Sometimes people ask me how I have time to write stories as a restaurant chef. Usually, I say something like "We find the time for the things we enjoy." It has been some time since I have found the time to write stories, and not that I haven't had plenty to write about. As the executive chef for Park Kitchen, I have taken the team on inspiring tours of Bob's Red Mill in Milwaukee, Oregon, and one of our strongest farmers at Your Kitchen Garden in Canby, Oregon. I travelled to Sweden and Denmark this spring, foraged with the godfather of the Nordic Manifesto revival, and dined at Noma, the best restaurant in the world. I'm bursting at the seams with stories to share with you.
However, I have taken on a new project which has taken up all the time that would otherwise have translated into stories about the millstones at Bob's Red Mill, the inspiring whole grain breads and cheeses from Scandinavia, or the planning that goes into a diversified farm in the Willamette Valley. After eight years at Park Kitchen, I will be leaving to open a new restaurant in downtown Portland. It will be called Raven & Rose, and it will be located in a beautiful restoration of the historic Ladd Carriage House.

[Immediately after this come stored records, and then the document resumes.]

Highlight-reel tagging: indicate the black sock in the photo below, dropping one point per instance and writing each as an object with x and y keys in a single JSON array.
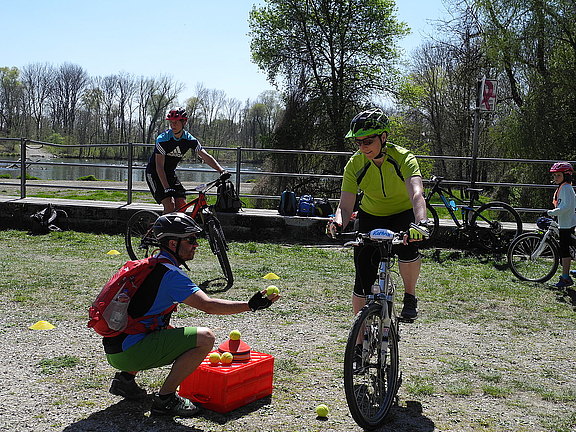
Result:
[{"x": 127, "y": 376}]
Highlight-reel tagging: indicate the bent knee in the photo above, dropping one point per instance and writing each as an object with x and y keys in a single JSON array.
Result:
[{"x": 205, "y": 337}]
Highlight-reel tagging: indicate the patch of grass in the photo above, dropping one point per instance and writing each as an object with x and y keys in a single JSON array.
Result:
[
  {"x": 457, "y": 365},
  {"x": 496, "y": 391},
  {"x": 56, "y": 364},
  {"x": 460, "y": 388},
  {"x": 421, "y": 386},
  {"x": 492, "y": 377},
  {"x": 561, "y": 423},
  {"x": 446, "y": 366}
]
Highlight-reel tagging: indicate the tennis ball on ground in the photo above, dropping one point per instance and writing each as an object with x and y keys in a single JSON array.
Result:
[
  {"x": 214, "y": 358},
  {"x": 226, "y": 358},
  {"x": 322, "y": 410},
  {"x": 272, "y": 289}
]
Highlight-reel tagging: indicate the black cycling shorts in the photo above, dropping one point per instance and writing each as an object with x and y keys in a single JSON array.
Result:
[
  {"x": 158, "y": 190},
  {"x": 367, "y": 257},
  {"x": 565, "y": 235}
]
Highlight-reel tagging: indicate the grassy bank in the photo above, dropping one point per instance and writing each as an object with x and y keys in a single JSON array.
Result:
[{"x": 488, "y": 353}]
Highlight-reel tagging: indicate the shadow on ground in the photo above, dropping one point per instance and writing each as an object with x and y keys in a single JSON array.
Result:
[
  {"x": 134, "y": 416},
  {"x": 407, "y": 419}
]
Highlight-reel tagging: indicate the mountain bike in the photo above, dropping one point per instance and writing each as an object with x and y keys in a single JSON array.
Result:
[
  {"x": 535, "y": 256},
  {"x": 141, "y": 242},
  {"x": 371, "y": 375},
  {"x": 490, "y": 227}
]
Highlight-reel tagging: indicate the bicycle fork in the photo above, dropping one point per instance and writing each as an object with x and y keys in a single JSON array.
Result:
[
  {"x": 383, "y": 292},
  {"x": 540, "y": 247}
]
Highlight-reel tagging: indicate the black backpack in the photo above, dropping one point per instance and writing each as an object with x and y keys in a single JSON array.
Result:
[
  {"x": 45, "y": 220},
  {"x": 228, "y": 200},
  {"x": 323, "y": 208},
  {"x": 288, "y": 204}
]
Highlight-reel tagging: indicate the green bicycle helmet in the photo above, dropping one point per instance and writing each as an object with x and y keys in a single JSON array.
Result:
[
  {"x": 175, "y": 226},
  {"x": 369, "y": 122}
]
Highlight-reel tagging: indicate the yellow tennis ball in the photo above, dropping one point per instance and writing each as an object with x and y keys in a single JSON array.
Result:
[
  {"x": 214, "y": 358},
  {"x": 322, "y": 410},
  {"x": 226, "y": 358},
  {"x": 272, "y": 289}
]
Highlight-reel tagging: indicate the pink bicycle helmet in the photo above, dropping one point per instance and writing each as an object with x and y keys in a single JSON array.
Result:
[
  {"x": 177, "y": 114},
  {"x": 565, "y": 167}
]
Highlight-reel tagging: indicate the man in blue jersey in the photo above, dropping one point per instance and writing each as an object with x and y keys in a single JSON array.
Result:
[
  {"x": 171, "y": 145},
  {"x": 184, "y": 348}
]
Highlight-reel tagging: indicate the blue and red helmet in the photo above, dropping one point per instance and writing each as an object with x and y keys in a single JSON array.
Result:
[{"x": 177, "y": 114}]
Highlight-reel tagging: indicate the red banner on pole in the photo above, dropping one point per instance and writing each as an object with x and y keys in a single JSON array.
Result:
[{"x": 488, "y": 95}]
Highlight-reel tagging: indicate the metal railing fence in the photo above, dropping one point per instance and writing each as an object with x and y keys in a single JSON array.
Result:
[{"x": 240, "y": 153}]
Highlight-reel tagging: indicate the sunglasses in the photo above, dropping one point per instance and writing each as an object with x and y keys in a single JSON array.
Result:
[
  {"x": 192, "y": 240},
  {"x": 365, "y": 141}
]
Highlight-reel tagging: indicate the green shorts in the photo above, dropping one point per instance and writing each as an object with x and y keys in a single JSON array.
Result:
[{"x": 159, "y": 348}]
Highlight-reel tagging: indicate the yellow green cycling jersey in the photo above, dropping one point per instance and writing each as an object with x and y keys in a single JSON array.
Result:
[{"x": 384, "y": 187}]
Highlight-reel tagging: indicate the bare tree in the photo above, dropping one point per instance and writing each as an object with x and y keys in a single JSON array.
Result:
[
  {"x": 155, "y": 95},
  {"x": 126, "y": 94},
  {"x": 70, "y": 82},
  {"x": 37, "y": 79},
  {"x": 10, "y": 99}
]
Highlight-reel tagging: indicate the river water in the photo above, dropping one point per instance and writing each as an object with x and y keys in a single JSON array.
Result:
[{"x": 59, "y": 169}]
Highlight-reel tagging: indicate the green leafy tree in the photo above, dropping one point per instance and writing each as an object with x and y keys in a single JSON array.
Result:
[{"x": 331, "y": 55}]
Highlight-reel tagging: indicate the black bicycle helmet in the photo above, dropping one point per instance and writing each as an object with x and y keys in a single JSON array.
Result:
[
  {"x": 177, "y": 114},
  {"x": 175, "y": 226},
  {"x": 369, "y": 122}
]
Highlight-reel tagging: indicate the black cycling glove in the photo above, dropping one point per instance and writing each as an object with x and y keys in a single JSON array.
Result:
[
  {"x": 170, "y": 192},
  {"x": 258, "y": 301},
  {"x": 225, "y": 175}
]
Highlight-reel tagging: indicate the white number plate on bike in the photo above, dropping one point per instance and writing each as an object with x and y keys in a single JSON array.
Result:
[{"x": 381, "y": 234}]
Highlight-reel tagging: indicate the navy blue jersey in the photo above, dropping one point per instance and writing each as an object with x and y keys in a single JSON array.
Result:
[{"x": 174, "y": 149}]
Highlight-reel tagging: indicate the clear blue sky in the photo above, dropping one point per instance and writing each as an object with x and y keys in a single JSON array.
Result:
[{"x": 192, "y": 41}]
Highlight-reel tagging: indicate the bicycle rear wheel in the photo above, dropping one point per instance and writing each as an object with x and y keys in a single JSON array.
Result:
[
  {"x": 139, "y": 237},
  {"x": 433, "y": 227},
  {"x": 219, "y": 247},
  {"x": 495, "y": 224},
  {"x": 371, "y": 382},
  {"x": 531, "y": 268}
]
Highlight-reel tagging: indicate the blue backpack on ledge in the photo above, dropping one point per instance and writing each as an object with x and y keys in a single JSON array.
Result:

Those of you in the industry know how much work goes into the opening of a restaurant, from ductwork and electrical wiring, equipment purchasing, menu planning and recipe development, hiring and training staff, service contracts and so many other things. Once we get all these things moving together in harmony, I will be able to return to telling stories about the people, places and products that inspire me to be a chef.